Arbeitsrechtliche Konsequenzen bei Unternehmensveräußerung und Betriebsübernahme

Gemäß § 613 a BGB tritt der Erwerber eines Unternehmens in die Rechte und Pflichten der bestehenden Arbeitsverhältnisse ein. Darüber hinaus gilt, dass Erwerber und Veräußerer als Gesamtschuldner für Verpflichtungen haften, die vor dem Zeitpunkt des Übergangs entstanden sind und vor Ablauf eines Jahres nach dem Übernahmezeitpunkt fällig werden. 

1. Kündigungsschutz

Kündigungen aufgrund eines Betriebsübergangs sind unwirksam. Das Recht zur Kündigung aus anderen Gründen bleibt jedoch unberührt. Der Erwerber eines Unternehmens hat mithin die Möglichkeit, ein Rationalisierungskonzept zu entwickeln, welches im Anschluss aus betriebswirtschaftlichen Gründen zu einer Reduzierung der Arbeitsplätze führt. Werden bei Übernahme eines Unternehmens im Anschluss Kündigungen in großem Umfang ausgesprochen, die ihre Grundlage im Betriebsübergang haben, muss gegebenenfalls mit dem Betriebsrat ein Interessenausgleich und ein Sozialplan ausgehandelt werden. Dies zieht wiederum mitunter erhebliche wirtschaftliche Konsequenzen nach sich. Unternehmenserwerber sollten dies daher im Vorfeld des Übernahmevertrages beachten.
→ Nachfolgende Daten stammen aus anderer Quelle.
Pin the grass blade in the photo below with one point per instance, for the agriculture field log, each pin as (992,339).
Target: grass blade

2. Informationspflicht für Arbeitnehmer

Gemäß der seit 1. April 2002 eingeführten Absätze 5 und 6 des § 613 a BGB ist bei Betriebsübergängen und Umwandlungen von Unternehmen nunmehr eine Informationspflicht gegenüber den Arbeitnehmern vorgesehen. Sowohl der Erwerber als auch der Veräußerer sind verpflichtet, jeden betroffenen Arbeitnehmer schriftlich über den feststehenden oder geplanten Zeitpunkt (§ 613 a Abs. 5 Nr.1 BGB) des Betriebsübergangs sowie über dessen Grund (Nr.2) zu informieren. Gemäß § 613 a Abs. 5 Nr. 3 und 4 BGB müssen alle betroffenen Arbeitnehmer aufgeklärt werden über die für sie eintretenden rechtlichen, wirtschaftlichen und sozialen Folgen des Überganges. Auch über die für die Arbeitgeber vorgesehenen Maßnahmen, etwa Weiterbildungsmaßnahmen bei Produktionsumstellung oder Umstrukturierung oder andere Maßnahmen, die die berufliche Entwicklung der Arbeitnehmer betreffen, müssen Veräußerer und Erwerber aufklären. 
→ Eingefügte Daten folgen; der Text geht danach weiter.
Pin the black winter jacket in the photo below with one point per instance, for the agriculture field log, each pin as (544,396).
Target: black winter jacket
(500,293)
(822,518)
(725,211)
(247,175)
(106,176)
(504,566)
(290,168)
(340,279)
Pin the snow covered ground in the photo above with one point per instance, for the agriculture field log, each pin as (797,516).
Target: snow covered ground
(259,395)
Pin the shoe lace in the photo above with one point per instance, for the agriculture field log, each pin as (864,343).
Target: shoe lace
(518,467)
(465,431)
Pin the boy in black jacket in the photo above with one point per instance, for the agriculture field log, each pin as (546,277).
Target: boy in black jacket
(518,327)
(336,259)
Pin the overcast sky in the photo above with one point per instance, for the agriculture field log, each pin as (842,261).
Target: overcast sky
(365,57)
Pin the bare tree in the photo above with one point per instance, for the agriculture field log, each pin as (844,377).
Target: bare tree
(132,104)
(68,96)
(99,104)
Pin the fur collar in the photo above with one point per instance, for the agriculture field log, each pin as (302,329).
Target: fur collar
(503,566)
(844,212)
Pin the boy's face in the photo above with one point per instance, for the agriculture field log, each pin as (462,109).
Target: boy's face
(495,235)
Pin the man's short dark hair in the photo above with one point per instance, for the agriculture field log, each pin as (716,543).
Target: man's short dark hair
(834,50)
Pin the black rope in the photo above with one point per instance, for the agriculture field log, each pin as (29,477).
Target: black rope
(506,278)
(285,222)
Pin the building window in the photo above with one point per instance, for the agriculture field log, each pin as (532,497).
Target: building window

Diese Aufklärung jedes einzelnen Arbeitnehmers muss gewährleistet sein und im Streitfall auch bewiesen werden können. Trotz des dadurch mitunter erheblichen Verwaltungsaufwands darf eine solche Unterrichtung mithin nicht unterlassen werden. Die Unterrichtungserklärung muss den Arbeitnehmern in Textform zur Verfügung gestellt werden. Eine mündliche Information, etwa im Rahmen einer Betriebsversammlung, ist nicht ausreichend.
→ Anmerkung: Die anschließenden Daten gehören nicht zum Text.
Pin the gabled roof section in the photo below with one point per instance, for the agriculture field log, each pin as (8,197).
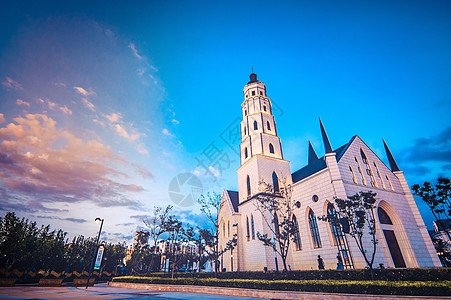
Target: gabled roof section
(309,170)
(233,196)
(319,164)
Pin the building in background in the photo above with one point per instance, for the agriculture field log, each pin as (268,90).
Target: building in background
(403,238)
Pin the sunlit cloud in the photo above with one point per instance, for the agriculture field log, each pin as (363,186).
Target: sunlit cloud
(40,161)
(48,103)
(88,104)
(141,149)
(21,102)
(65,110)
(83,91)
(166,132)
(10,84)
(135,51)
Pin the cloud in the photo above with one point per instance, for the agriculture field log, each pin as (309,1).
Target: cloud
(88,104)
(114,117)
(47,102)
(129,133)
(83,91)
(141,149)
(10,84)
(120,130)
(21,102)
(40,162)
(167,133)
(135,51)
(65,110)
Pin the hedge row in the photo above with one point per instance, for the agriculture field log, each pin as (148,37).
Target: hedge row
(433,274)
(412,288)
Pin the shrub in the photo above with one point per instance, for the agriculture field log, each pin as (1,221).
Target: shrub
(416,288)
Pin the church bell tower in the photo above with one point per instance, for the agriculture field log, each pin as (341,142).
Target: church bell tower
(260,148)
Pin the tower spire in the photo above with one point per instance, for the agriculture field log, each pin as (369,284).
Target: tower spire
(312,157)
(391,160)
(326,142)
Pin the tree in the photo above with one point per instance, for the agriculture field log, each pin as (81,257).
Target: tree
(277,212)
(357,214)
(438,198)
(210,205)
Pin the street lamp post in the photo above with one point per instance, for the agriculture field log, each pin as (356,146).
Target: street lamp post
(95,250)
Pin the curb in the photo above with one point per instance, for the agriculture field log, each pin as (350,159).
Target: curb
(250,293)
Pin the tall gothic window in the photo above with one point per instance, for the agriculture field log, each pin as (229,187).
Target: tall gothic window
(314,230)
(247,228)
(275,182)
(297,235)
(335,230)
(271,148)
(253,227)
(248,185)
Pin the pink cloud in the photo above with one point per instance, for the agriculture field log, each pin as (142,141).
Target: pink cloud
(10,84)
(21,102)
(39,161)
3. Widerspruchsrecht des Arbeitnehmers

Gemäß § 613 a Abs. 6 BGB kann der Arbeitnehmer das Recht, dem Übergang seines Arbeitsverhältnisses vom Betriebsveräußerer auf den Betriebserwerber zu widersprechen. Die Frist für diesen Widerspruch beträgt 1 Monat nach Zugang der Unterrichtung durch den Arbeitgeber. Ist der Betriebsübergang bei Inkenntnissetzung der Arbeitnehmer bereits vollzogen, beginnt die Widerspruchsfrist trotzdem erst mit Unterrichtung der Arbeitnehmer. 

Innerhalb dieser Frist hat der Arbeitnehmer nun die Möglichkeit, Konsequenzen des Überganges seines Arbeitsverhältnisses auf den neuen Inhaber abzuwägen und zu entscheiden, ob er von seinem Widerspruchsrecht Gebrauch machen will. Die Frist dient dem Schutz des Arbeitnehmers, der vor übereilten Entscheidungen geschützt werden soll. Der Widerspruch gegen den Übergang des Arbeitsverhältnisses kann für ihn nämlich mitunter zum Verlust seines Arbeitsplatzes führen. Ihm stehen in diesem Fall alle Ansprüche aus dem Kündigungsschutzgesetz gegenüber dem bisherigen Arbeitgeber zu (siehe dazu: Kündigungsschutz im Arbeitsrecht).